RMT suspended the second set of strikes in the Night Tube driver consolidation dispute. As Tubeworker reported earlier in August we believed the suspension was a misstep. There is little reason to believe that this further suspension will not weaken the dispute further.
The reasons to suspend are not well supported by the supposed “breakthrough” in talks. This amounts to further commitment for more talks and no firm guarantees. The company has rejected two proposals made for a distinct night tube roster and a voluntary agreement. What has actually been gained is the company imposing its rosters and a commitment to restart talks on the principle of creating more part time driver jobs.
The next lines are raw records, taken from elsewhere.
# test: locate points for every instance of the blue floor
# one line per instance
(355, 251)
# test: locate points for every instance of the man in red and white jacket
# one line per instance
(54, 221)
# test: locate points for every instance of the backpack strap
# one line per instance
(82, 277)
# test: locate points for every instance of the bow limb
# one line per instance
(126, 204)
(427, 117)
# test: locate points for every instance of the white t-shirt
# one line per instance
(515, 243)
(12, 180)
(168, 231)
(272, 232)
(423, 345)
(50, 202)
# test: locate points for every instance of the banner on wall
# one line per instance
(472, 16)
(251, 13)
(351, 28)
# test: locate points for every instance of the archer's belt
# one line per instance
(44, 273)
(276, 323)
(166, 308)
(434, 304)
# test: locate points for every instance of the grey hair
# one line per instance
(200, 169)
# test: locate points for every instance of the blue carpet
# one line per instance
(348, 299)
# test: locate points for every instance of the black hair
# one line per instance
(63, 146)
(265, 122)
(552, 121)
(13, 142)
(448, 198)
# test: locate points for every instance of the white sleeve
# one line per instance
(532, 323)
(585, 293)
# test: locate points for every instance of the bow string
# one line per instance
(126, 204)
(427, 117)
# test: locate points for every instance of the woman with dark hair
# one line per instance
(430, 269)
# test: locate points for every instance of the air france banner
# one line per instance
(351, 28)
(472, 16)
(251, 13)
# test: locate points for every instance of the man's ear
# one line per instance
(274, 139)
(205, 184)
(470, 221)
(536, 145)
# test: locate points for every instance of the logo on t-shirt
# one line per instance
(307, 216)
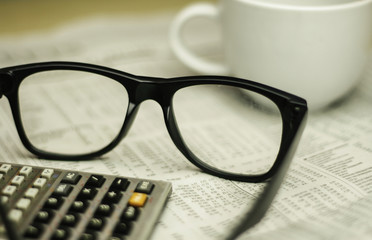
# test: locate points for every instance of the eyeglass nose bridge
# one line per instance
(150, 91)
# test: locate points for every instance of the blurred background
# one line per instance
(29, 15)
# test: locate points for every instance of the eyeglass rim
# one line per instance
(292, 108)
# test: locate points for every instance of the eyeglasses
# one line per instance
(229, 127)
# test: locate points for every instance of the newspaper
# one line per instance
(327, 193)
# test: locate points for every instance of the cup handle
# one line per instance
(190, 59)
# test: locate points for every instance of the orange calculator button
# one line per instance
(138, 199)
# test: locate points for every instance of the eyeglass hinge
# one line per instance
(5, 83)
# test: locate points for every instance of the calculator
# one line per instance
(50, 203)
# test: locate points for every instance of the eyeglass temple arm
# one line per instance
(254, 215)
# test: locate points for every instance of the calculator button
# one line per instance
(71, 178)
(88, 236)
(130, 213)
(120, 184)
(53, 202)
(138, 199)
(31, 192)
(95, 181)
(9, 190)
(4, 199)
(33, 231)
(104, 209)
(63, 189)
(40, 182)
(70, 219)
(87, 193)
(79, 206)
(18, 180)
(47, 173)
(60, 234)
(5, 168)
(25, 171)
(144, 187)
(123, 228)
(112, 197)
(44, 216)
(96, 223)
(23, 203)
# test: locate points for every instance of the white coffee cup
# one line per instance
(316, 49)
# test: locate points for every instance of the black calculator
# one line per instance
(50, 203)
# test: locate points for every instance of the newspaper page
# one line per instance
(328, 189)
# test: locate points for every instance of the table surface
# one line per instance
(20, 16)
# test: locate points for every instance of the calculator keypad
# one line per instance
(80, 205)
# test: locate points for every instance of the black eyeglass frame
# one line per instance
(293, 109)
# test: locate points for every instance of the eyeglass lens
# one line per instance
(226, 129)
(73, 112)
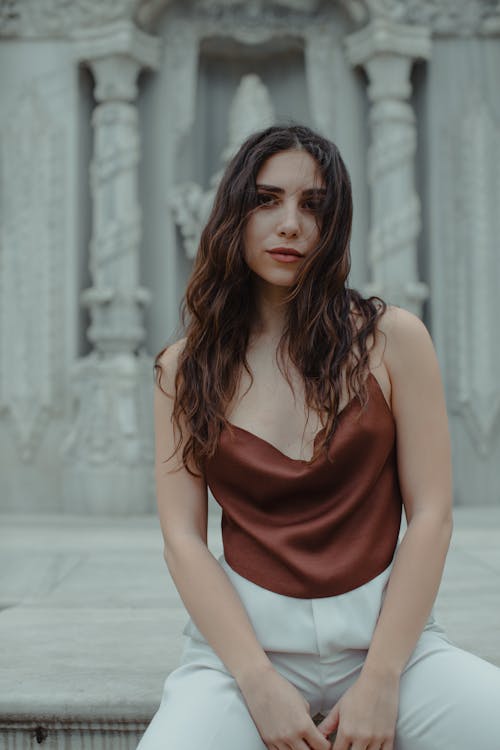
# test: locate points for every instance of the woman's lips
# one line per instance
(284, 256)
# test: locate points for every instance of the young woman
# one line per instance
(314, 415)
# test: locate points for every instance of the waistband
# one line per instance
(309, 626)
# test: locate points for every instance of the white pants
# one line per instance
(449, 698)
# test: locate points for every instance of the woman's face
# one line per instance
(290, 192)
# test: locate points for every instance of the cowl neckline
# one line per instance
(371, 381)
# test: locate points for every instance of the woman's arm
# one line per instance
(278, 709)
(369, 708)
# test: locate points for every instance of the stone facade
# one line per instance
(116, 120)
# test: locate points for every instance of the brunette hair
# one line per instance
(319, 331)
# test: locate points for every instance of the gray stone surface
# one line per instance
(90, 621)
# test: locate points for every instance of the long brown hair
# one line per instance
(319, 332)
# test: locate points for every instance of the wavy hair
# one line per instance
(218, 312)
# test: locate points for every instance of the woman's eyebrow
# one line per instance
(276, 189)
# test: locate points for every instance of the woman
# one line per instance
(314, 415)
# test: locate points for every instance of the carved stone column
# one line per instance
(387, 50)
(108, 454)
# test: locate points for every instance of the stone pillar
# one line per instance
(387, 50)
(108, 454)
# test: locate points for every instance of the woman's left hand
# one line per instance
(365, 717)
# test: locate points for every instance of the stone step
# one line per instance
(90, 622)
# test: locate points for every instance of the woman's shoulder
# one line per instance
(401, 326)
(407, 341)
(168, 361)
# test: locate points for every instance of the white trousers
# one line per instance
(449, 698)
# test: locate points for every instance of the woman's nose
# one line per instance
(289, 224)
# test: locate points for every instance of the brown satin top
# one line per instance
(311, 530)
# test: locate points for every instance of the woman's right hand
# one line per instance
(280, 712)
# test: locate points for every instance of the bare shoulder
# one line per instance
(168, 363)
(407, 339)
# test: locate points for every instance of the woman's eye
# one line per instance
(264, 199)
(313, 205)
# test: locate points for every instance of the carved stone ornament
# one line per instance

Tubeworker does recognise that support for the dispute was uneven across the combine. Some lines without Night Tube needed extra work to convince drivers to come out for the proposed four days of action. There is still a belief in some areas that strikes now when passenger numbers are lower will not have the impact needed. A big campaign on the issue from the moment the plans were tabled would have built effective action. RMT drivers voted yes for action, we should respect that mandate!
RMT remains in dispute and should not squander the chance to name more action when the impact of these rosters on fatigue, and weekend working is felt. There are now eight weeks before further negotiations at ACAS. Now is not the time to just sit and wait it out. Activists should be on the front foot in preparing for this dispute to get bigger. It must not be forgotten that as well as the potential for 11 full time equivalent jobs to be lost, there is also a lost promotion avenue for Night Tube station staff if this is allowed to go through. Once again Aslef have played a grubby role, spreading rumours about the potential weakness of any strike action that did go ahead and suggesting that their members may not respect picket lines. When these rosters are imposed Aslef and RMT members should stand together and push back against these changes.